Big Brother Really Is Watching
Robert L. Mitchell
January 14, 2008 (Computerworld) The year is 2012.
As soon as you walk into the airport, the machines are watching. Are you a
tourist -- or a terrorist posing as one?
As you answer a few questions at the security checkpoint, the systems begin
sizing you up. An array of sensors -- video, audio, laser, infrared -- feeds
a stream of real-time data about you to a computer that uses specially
developed algorithms to spot suspicious people.
The system interprets your gestures and facial expressions, analyzes your
voice and virtually probes your body to determine your temperature, heart
rate, respiration rate and other physiological characteristics -- all in an
effort to determine whether you are trying to deceive.
Fail the test, and you'll be pulled aside for a more aggressive interrogation
and searches.
That scenario may sound like science fiction, but the U.S. Department of
Homeland Security (DHS) is deadly serous about making it a reality.
Interest in the use of what some researchers call behavioral profiling (the
DHS prefers the term "assessing culturally neutral behaviors") for deception
detection intensified last July, when the department's human factors division
asked researchers to develop technologies to support Project Hostile Intent,
an initiative to build systems that automatically identify and analyze
behavioral and physiological cues associated with deception.
That project is part of a broader initiative called the Future Attribute
Screening Technologies Mobile Module, which seeks to create self-contained,
automated screening systems that are portable and relatively easy to
implement.
The DHS has aggressive plans for the technology.
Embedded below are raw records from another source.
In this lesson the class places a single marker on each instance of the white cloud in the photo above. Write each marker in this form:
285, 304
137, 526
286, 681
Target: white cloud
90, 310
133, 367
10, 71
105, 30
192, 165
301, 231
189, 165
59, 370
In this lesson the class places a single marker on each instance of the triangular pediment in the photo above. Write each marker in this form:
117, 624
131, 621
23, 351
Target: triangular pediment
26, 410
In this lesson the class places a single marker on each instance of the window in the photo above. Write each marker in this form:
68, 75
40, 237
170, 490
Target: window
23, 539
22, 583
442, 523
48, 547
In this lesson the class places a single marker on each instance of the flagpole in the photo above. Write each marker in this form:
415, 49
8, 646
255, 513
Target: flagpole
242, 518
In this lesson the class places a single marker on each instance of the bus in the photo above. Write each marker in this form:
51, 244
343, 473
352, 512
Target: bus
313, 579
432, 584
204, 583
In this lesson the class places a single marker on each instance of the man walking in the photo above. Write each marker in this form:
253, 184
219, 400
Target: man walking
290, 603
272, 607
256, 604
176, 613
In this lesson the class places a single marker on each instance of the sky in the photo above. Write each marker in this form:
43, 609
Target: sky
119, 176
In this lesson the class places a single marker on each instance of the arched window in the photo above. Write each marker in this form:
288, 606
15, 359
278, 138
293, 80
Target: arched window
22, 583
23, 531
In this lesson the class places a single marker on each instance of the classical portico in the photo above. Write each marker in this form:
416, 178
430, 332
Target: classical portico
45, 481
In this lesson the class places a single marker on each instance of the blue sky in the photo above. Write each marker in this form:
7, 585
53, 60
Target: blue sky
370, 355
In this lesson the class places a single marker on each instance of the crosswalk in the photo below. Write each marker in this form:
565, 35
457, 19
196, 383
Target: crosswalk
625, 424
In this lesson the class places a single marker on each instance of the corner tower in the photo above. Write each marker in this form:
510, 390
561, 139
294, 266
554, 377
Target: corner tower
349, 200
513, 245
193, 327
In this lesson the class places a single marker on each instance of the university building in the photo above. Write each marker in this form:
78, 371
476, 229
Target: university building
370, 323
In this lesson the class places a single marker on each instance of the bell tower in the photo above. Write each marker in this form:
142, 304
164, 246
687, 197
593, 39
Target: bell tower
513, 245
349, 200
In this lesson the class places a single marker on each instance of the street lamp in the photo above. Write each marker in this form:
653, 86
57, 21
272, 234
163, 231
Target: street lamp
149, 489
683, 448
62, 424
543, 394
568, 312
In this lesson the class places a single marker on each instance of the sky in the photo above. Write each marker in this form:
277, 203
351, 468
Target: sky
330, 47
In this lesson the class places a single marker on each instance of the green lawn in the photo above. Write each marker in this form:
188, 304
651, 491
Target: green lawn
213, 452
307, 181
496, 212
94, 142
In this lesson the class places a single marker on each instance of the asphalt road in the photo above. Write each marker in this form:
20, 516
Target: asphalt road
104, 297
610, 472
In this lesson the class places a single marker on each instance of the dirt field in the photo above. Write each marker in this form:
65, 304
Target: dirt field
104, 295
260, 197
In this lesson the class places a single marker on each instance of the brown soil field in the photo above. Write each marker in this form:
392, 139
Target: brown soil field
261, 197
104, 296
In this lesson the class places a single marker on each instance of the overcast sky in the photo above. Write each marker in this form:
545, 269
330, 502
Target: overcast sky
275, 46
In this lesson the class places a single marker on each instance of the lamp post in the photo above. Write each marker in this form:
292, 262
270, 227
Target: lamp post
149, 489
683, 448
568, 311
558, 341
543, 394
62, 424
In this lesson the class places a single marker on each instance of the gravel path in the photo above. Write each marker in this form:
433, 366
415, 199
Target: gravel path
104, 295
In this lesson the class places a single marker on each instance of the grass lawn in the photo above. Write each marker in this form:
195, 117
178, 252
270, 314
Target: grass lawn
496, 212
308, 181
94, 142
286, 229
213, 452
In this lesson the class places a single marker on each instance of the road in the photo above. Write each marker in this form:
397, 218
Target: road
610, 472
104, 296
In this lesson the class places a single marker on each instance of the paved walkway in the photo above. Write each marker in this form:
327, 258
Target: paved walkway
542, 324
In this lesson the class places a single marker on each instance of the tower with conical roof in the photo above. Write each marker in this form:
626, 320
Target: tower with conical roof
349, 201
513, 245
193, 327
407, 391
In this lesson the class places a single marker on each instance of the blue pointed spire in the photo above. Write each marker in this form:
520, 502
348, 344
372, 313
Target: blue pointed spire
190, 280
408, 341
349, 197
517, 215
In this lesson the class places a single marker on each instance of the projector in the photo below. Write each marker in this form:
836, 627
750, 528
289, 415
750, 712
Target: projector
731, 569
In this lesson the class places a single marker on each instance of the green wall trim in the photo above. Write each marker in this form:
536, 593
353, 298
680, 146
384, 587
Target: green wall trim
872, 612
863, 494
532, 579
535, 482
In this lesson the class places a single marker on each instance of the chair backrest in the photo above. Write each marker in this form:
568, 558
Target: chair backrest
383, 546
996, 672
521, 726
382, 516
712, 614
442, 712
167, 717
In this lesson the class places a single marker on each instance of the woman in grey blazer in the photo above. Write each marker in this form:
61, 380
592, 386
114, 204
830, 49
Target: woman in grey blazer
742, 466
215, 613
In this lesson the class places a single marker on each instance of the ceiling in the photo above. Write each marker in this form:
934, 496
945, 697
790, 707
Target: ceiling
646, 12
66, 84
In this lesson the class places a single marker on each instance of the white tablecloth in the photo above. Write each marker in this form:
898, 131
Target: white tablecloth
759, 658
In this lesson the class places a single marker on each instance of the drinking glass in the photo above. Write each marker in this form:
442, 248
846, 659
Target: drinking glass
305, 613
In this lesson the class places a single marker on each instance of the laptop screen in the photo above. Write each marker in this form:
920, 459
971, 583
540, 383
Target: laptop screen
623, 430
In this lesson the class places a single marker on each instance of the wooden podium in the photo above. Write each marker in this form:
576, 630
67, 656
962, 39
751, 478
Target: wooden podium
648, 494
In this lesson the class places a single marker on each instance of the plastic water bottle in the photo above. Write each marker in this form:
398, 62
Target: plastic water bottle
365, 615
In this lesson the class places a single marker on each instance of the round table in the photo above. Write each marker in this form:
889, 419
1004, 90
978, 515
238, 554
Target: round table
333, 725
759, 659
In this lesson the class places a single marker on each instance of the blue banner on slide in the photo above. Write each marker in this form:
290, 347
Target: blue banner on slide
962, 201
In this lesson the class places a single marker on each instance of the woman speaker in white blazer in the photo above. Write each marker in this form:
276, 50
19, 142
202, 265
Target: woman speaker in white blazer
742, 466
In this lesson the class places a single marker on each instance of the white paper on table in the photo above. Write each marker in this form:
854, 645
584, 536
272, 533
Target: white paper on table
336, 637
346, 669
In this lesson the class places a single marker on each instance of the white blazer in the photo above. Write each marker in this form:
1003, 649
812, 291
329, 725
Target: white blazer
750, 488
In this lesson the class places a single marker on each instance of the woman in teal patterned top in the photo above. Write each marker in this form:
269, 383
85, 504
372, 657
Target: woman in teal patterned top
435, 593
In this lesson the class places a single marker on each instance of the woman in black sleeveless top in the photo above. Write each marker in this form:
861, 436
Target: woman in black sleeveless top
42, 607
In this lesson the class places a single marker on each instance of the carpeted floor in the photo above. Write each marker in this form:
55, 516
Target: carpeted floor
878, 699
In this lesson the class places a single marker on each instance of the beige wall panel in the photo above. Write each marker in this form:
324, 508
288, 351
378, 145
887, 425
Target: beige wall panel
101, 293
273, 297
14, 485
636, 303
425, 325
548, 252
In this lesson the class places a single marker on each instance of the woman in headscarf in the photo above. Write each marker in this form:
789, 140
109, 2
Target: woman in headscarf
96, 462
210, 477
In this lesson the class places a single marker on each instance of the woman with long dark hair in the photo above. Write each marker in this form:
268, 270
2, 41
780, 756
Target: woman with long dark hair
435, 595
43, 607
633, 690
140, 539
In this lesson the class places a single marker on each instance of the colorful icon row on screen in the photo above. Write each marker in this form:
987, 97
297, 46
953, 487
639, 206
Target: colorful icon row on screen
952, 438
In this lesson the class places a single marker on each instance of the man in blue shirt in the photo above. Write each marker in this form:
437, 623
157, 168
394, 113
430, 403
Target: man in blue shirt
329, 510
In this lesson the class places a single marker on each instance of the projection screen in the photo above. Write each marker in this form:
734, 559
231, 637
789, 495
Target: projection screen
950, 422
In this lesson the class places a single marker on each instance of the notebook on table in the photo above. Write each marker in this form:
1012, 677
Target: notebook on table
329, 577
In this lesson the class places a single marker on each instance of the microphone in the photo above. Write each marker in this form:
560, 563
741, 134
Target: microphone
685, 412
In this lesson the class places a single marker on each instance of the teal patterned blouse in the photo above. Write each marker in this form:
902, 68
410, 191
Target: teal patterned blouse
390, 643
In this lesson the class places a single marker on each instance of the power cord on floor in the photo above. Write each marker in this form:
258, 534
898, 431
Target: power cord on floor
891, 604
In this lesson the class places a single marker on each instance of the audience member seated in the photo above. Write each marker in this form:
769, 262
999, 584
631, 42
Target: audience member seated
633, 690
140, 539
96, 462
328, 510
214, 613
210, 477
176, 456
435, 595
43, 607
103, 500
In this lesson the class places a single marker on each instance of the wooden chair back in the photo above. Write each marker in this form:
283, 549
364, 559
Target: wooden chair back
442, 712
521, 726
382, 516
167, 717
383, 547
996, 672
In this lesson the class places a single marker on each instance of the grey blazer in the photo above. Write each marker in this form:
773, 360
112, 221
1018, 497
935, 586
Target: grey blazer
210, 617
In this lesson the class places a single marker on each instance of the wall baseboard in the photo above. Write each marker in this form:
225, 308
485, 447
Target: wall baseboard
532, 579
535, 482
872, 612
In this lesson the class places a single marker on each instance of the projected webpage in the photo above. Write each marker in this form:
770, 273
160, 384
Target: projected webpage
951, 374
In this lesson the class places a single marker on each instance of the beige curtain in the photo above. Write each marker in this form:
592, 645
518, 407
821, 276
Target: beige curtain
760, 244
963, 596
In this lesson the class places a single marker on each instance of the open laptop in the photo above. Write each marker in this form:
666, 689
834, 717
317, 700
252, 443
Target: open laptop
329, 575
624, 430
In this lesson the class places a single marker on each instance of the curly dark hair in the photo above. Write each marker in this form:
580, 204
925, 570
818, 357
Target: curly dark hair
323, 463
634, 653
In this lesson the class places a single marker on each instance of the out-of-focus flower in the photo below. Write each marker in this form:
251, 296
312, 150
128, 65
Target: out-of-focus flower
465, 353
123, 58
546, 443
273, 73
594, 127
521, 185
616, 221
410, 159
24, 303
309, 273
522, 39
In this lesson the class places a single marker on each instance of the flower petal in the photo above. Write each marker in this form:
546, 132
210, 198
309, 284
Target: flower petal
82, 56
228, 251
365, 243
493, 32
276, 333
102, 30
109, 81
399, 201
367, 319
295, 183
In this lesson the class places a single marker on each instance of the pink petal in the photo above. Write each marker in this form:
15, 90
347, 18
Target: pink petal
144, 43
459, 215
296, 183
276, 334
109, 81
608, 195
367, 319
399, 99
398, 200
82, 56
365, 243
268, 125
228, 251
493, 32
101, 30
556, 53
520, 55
The schedule calls for an
initial demonstration for the Transportation Security Administration (TSA)
early this year, followed by test deployments in 2010. By 2012, if all goes
well, the agency hopes to begin deploying automated test systems at airports,
border checkpoints and other points of entry.
If successful, the technology could also be used in private-sector areas such
as building-access control and job-candidate screening. Critics, however, say
that the system will take much longer to develop than the department is
predicting -- and that it might never work at all.
In the Details
"It's a good idea fraught with difficulties," says Bruce Schneier, chief
technology officer at security consultancy BT Counterpane in Santa Clara,
Calif.
Schneier says that focusing on suspicious people is a better idea than trying
to detect suspicious objects. The metal-detecting magnetometers that airport
screeners have relied on for more than 30 years are easily defeated, he says.
But he thinks the technology needed for Project Hostile Intent to succeed is
still at least 15 years out. "We can't even do facial recognition," he says.
"Don't hold your breath."
But Sharla Rausch, director of the DHS's human factors division, says the
agency is already seeing positive results. In a controlled lab setting, she
says, accuracy rates are in the range of 78 to 81%. The tests are still
producing too many false positives, however. "In an operational setting, we
need to be at a higher level than that," Rausch says, and she's confident
that results will improve. At this point, though, it's still unclear how well
the systems will work in real-world settings.
Measuring Hostile Intent
Current research focuses on three key areas. The first is recognition of
gestures and so-called "microfacial expressions" -- a poker player might call
them "tells" -- that flash across a person's face in about one third of a
second. Some researchers say micro expressions can betray a person when he is
trying to deceive.
The second area is analysis of variations in speech, such as pitch and
loudness, for indicators of untruthfulness.
The third is measurement of physiological characteristics such as blood
pressure, pulse, skin moisture and respiration that have been associated with
polygraphs, or lie detectors.
By combining the results for all of these modalities, the DHS hopes to
improve the overall predictive accuracy rate beyond what the polygraph -- or
any other means of testing an individual indicator -- can deliver.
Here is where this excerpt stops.